Davilyn Walston, public affairs officer, said only 100 appointments will be scheduled at each location. The reason for the alternative sites — testing is underway at the Jerry Ware Terminal at the Jack Brooks Regional Airport — is a bid to reach more residents.
The EOC will include a testing site in west Hardin County and is working on a site for Fannett.
The total number of Port Arthur residents that have been tested isn’t high, 541, compared to a population estimated at approximately 50,000, which is roughly 1.02% of the city.
Walston said 3,609 people have been tested in the six-county area that includes Jefferson, Orange, Hardin, Jasper, Newton and Tyler.
She said it is important to be tested even if the person is asymptomatic as there have been people without symptoms test positive. For example a child may be positive with no symptoms while a family member is symptomatic and positive.
Port Arthur Mayor Thurman Bartie is glad the EOC is doing the testing of Port Arthur residents. The reason is to have a representative sampling of the population going into Phase 1 of the reopening of the state.
“We want to reopen safely. We don’t want to reopen then end up with a resurgence of it,” Bartie said of COVID-19.
Judith Smith, director of the Port Arthur Health Department, hopes residents will come out and be tested, considering there is no specific symptom criteria.
“It is important for people to be tested mainly because of contact tracing,” Smith said. “Some may have mild to no symptoms and think, well, it may not benefit me to be tested but it is especially if you are around someone who is immunocompromised or fits into the high risk category, the more important reason to be tested.”
Smith said Port Arthur didn’t see a positive case until March 26, which is when the city began recording cases. The city then started to be inundated with contact tracing.
The health department is performing contact tracing but first has to wait for the positive person to provide the contact list. The main focus on contact tracing is those in close contact with the individual, such as family and friends.
But when the health department does call a person with news they have been in contact with a COVID-19 positive person, they are not allowed to say who the person is due to medical privacy laws.
“When we call an employer, we can only say that one of their employees tested positive,” she said. “Yes it’s good for the employee to tell the employer. That way they know who it is and can oversee the situation.”

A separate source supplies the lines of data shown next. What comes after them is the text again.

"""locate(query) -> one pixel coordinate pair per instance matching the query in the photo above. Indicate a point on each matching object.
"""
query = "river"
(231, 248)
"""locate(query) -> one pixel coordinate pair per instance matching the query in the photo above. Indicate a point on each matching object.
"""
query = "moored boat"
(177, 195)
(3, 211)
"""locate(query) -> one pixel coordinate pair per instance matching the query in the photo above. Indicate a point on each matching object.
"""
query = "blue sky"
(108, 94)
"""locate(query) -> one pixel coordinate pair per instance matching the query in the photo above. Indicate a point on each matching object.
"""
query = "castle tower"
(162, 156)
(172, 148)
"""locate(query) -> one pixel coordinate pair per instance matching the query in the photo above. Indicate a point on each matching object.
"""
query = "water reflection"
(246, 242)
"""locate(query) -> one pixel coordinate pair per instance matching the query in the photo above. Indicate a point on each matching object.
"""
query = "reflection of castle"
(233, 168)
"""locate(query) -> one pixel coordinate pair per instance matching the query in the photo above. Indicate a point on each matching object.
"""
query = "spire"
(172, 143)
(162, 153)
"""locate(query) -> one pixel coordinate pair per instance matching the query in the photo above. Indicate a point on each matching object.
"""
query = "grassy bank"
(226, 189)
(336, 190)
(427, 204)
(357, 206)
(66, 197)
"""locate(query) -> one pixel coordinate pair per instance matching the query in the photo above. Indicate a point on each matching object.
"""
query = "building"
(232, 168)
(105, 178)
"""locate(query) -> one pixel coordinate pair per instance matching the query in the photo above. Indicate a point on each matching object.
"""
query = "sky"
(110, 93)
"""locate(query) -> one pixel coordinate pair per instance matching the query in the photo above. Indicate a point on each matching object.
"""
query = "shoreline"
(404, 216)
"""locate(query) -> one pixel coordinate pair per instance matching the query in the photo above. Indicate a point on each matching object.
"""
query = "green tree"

The health department, she said, has been doing contract tracing for years for different types of diseases such as tuberculosis.
If you would like to be tested for COVID-19, you can also call 409-550-2536 for an appointment. After testing, you will be required to self-isolate until test results have been returned.
The Call Center is open from 8 a.m. to 5 p.m. Monday through Friday. Testing is free for everyone.
The Call Center has received 6,108 calls since opening, with 186 calls received Thursday and 132 on Wednesday.
3,777 patients have been tested since the Call Center opened, health officials said.